After a while, he had more than fifty of these "apho­risms," which he shared with his friends. One friend, a fellow Brandeis professor named Maurie Stein, was so taken with the words that he sent them to a Boston Globe reporter, who came out and wrote a long feature story on Morrie. The headline read:

A PROFESSOR'S FINAL COURSE: HIS OWN DEATH

The article caught the eye of a producer from the "Night­line" show, who brought it to Koppel in Washington, D. C.

"Take a look at this," the producer said.

Next thing you knew, there were cameramen in Morrie's living room and Koppel's limousine was in front of the house.

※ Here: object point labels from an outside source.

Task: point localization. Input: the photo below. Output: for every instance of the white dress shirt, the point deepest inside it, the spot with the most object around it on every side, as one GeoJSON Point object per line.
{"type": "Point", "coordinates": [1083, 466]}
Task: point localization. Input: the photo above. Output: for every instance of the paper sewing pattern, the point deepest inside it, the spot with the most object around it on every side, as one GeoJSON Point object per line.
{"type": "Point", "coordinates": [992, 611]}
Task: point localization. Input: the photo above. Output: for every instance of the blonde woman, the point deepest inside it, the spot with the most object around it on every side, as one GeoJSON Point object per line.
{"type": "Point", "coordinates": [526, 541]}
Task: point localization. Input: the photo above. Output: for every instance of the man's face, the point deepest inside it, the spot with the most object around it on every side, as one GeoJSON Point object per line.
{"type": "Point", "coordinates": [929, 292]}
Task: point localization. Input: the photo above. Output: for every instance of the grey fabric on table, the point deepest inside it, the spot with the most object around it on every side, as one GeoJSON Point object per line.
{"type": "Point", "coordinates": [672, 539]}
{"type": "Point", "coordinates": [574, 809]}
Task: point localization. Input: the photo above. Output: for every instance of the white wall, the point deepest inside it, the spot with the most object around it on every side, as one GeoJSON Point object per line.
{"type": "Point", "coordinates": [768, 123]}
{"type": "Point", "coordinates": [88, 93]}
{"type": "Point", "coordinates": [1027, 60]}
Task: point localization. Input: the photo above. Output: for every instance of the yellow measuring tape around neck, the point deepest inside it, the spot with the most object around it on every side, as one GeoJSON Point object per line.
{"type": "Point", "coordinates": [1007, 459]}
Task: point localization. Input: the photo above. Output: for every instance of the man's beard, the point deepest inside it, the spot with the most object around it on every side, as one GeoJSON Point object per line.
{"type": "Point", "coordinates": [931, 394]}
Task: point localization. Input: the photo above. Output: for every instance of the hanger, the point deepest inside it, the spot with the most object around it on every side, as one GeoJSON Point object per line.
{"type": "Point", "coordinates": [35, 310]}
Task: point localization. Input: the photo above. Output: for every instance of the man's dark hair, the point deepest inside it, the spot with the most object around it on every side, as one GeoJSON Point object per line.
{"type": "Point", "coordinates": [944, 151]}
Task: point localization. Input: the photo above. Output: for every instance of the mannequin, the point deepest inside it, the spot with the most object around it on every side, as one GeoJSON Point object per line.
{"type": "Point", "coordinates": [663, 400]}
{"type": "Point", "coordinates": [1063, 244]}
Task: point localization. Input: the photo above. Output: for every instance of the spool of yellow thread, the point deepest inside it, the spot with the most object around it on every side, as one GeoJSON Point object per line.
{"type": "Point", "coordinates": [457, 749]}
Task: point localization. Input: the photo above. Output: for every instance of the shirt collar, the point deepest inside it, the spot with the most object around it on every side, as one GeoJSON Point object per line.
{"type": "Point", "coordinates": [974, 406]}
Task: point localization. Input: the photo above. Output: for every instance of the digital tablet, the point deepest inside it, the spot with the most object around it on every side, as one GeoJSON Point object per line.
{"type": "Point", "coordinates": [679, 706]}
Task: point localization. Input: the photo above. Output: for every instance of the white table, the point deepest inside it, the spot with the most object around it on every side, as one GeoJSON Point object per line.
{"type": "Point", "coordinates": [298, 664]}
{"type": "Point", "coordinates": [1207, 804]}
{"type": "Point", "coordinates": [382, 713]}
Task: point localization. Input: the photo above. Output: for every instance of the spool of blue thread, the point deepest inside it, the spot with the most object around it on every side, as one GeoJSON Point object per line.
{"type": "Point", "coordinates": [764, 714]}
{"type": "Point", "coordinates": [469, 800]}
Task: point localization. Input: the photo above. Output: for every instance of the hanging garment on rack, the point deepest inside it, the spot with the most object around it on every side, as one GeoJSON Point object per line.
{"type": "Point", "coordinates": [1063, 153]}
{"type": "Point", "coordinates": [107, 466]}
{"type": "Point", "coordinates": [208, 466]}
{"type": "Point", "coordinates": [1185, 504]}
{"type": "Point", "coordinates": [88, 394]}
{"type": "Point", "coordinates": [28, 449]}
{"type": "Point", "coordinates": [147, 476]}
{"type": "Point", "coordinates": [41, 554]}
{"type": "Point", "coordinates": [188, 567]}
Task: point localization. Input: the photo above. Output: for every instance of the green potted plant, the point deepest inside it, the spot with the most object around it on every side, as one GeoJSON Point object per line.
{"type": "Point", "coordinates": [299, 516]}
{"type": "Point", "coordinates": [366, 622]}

Several of Morrie's friends and family members had gathered to meet Koppel, and when the famous man en­tered the house, they buzzed with excitement-all except Morrie, who wheeled himself forward, raised his eye­brows, and interrupted the clamor with his high, sing­song voice.

"Ted, I need to check you out before I agree to do this interview."

There was an awkward moment of silence, then the two men were ushered into the study. The door was shut. "Man," one friend whispered outside the door, "I hope Ted goes easy on Morrie."

"I hope Morrie goes easy on Ted," said the other.

Inside the office, Morrie motioned for Koppel to sit down. He crossed his hands in his lap and smiled.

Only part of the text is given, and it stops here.